The key insight: itertools functions return iterators, not lists. They generate values one at a time, on demand. That means they can handle enormous (even infinite!) sequences without eating up all your memory.

Infinite Iterators

These never stop on their own -- you need to break out manually or use something like islice() to grab a finite chunk.

count(start=0, step=1) -- counts up forever:

from itertools import count

for i in count(10, 2):    # 10, 12, 14, 16, ...
    if i > 20:
        break
    print(i)

cycle(iterable) -- loops through an iterable endlessly:

from itertools import cycle

colors = cycle(["red", "green", "blue"])
for _ in range(7):
    print(next(colors))   # red, green, blue, red, green, blue, red

repeat(value, times=None) -- repeats a value forever (or a set number of times):

from itertools import repeat

list(repeat("hello", 3))  # ['hello', 'hello', 'hello']

Finite Iterators

These consume one or more iterables and produce a new (finite) iterator.

chain(*iterables) -- glues multiple iterables together end-to-end:

from itertools import chain

list(chain([1, 2], [3, 4], [5, 6]))  # [1, 2, 3, 4, 5, 6]

chain.from_iterable(iterable) -- same idea, but takes a single iterable of iterables.

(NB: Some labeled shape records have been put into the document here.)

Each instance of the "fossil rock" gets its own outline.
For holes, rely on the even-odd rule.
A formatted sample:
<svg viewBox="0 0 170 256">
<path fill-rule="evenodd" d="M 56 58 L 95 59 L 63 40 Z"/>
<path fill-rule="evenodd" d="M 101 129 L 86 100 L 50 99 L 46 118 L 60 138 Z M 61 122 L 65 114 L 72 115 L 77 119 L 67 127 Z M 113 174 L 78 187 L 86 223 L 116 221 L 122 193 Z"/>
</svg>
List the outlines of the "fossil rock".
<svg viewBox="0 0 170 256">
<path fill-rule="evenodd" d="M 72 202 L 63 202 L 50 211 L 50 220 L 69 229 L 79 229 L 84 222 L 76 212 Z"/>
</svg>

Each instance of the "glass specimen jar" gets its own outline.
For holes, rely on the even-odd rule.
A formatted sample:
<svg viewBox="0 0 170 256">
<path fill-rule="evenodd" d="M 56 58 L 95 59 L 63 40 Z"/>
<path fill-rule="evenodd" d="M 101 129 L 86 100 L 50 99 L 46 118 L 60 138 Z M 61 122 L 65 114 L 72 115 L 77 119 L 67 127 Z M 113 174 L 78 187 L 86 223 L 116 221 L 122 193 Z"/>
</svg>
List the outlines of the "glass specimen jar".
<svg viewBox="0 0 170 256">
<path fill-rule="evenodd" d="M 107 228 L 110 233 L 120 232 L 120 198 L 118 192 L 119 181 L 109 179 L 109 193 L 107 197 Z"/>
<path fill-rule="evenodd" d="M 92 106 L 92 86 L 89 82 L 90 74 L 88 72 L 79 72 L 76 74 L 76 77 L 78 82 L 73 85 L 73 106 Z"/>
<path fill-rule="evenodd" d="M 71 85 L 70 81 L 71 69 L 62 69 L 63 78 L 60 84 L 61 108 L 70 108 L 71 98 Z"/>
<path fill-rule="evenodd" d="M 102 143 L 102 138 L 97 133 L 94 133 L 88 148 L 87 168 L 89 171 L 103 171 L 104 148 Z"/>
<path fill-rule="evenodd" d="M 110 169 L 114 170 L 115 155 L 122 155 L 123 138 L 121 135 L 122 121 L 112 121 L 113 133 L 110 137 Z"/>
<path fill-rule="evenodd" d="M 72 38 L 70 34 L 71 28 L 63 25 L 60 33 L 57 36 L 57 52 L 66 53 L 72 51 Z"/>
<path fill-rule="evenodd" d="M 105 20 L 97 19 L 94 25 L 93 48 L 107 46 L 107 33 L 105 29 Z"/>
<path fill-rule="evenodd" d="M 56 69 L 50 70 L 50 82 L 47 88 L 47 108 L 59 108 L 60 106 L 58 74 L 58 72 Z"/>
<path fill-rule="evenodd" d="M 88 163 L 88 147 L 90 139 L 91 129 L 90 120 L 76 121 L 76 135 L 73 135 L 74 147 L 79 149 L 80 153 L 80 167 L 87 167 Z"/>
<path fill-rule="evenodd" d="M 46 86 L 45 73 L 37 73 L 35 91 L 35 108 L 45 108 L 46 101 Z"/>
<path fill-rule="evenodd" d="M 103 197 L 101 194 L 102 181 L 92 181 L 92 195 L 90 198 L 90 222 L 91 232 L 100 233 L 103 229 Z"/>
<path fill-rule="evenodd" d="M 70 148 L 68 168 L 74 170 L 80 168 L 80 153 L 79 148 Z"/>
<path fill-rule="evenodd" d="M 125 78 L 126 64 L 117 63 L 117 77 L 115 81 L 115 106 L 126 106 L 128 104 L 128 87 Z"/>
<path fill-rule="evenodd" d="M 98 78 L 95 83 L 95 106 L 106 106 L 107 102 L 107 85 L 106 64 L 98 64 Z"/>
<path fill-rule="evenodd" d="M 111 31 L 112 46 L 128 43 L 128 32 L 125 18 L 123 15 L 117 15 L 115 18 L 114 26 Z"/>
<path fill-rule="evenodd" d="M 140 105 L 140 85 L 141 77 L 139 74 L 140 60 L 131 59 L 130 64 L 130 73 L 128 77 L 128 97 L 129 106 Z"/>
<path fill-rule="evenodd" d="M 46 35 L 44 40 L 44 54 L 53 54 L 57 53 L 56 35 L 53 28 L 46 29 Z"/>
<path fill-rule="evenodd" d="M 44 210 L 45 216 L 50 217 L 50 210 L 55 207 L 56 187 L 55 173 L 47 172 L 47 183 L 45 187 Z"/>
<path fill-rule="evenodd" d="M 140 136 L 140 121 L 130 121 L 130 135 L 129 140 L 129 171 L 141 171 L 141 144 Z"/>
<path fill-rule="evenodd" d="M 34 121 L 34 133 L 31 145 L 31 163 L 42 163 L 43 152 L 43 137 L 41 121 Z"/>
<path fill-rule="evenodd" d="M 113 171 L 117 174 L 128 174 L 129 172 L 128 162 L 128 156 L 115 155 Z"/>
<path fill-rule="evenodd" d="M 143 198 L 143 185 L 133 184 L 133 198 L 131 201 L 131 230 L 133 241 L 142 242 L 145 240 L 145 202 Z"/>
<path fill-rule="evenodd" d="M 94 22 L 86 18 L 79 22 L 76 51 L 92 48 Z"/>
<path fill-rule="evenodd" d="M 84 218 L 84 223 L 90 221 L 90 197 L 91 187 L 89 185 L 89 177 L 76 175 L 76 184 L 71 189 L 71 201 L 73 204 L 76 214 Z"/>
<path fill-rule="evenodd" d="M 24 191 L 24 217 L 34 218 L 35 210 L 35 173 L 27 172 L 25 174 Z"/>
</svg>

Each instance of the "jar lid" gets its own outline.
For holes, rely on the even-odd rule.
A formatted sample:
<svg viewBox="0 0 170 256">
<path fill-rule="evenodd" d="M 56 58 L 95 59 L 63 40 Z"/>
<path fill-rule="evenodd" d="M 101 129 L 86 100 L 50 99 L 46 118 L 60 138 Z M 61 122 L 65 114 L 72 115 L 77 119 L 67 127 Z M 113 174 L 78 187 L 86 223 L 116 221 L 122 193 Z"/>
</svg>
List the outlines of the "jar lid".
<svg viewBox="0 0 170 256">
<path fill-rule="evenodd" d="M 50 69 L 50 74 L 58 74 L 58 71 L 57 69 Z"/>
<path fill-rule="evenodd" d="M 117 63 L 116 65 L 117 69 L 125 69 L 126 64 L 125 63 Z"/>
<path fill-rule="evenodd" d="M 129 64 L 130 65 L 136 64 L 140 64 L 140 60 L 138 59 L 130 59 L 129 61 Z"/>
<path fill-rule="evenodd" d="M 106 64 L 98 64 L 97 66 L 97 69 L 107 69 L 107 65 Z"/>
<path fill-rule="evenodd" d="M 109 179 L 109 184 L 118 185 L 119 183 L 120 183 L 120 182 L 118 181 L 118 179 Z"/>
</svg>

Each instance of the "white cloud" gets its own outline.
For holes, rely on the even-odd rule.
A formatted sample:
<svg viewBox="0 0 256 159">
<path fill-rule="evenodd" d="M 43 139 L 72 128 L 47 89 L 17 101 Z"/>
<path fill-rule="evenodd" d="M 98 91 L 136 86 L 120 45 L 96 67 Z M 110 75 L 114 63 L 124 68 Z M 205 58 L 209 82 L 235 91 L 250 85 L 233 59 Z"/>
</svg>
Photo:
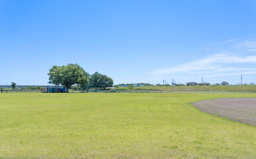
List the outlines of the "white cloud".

Great for flattening:

nested = [[1, 2], [3, 4], [5, 6]]
list(chain.from_iterable(nested))  # [1, 2, 3, 4, 5, 6]

compress(data, selectors) -- filters data using a parallel list of booleans:

from itertools import compress

data = ["a", "b", "c", "d", "e"]
mask = [True, False, True, False, True]
list(compress(data, mask))  # ['a', 'c', 'e']

dropwhile(predicate, iterable) -- skips items as long as the predicate is True, then yields everything after:

from itertools import dropwhile

list(dropwhile(lambda x: x < 5, [1, 3, 5, 2, 7]))  # [5, 2, 7]

takewhile(predicate, iterable) -- the opposite -- yields items while the predicate is True, then stops:

from itertools import takewhile

list(takewhile(lambda x: x < 5, [1, 3, 5, 2, 7]))  # [1, 3]

islice(iterable, stop) / islice(iterable, start, stop, step) -- like list slicing, but for any iterator:

from itertools import islice

list(islice(range(100), 5, 10))  # [5, 6, 7, 8, 9]

This is how you grab a finite chunk from an infinite iterator -- islice(count(), 10) gives you the first 10 values.

zip_longest(*iterables, fillvalue=None) -- like zip(), but continues until the longest iterable is exhausted:

from itertools import zip_longest

names = ["Alice", "Bob"]
scores = [95, 87, 92]
list(zip_longest(names, scores, fillvalue="N/A"))
# [('Alice', 95), ('Bob', 87), ('N/A', 92)]

Combinatoric Iterators

These generate every possible combination, permutation, or product from your data.

product(*iterables, repeat=1) -- Cartesian product (like nested for loops):

from itertools import product

list(product("AB", "12"))
# [('A', '1'), ('A', '2'), ('B', '1'), ('B', '2')]

# repeat parameter is like product with itself:
list(product([0, 1], repeat=3))  # all 3-bit binary combos

permutations(iterable, r=None) -- all possible orderings:

from itertools import permutations

list(permutations("ABC", 2))
# [('A', 'B'), ('A', 'C'), ('B', 'A'), ('B', 'C'), ('C', 'A'), ('C', 'B')]

combinations(iterable, r) -- all subsets of size r (order doesn't matter):

from itertools import combinations

list(combinations("ABCD", 2))
# [('A', 'B'), ('A', 'C'), ('A', 'D'), ('B', 'C'), ('B', 'D'), ('C', 'D')]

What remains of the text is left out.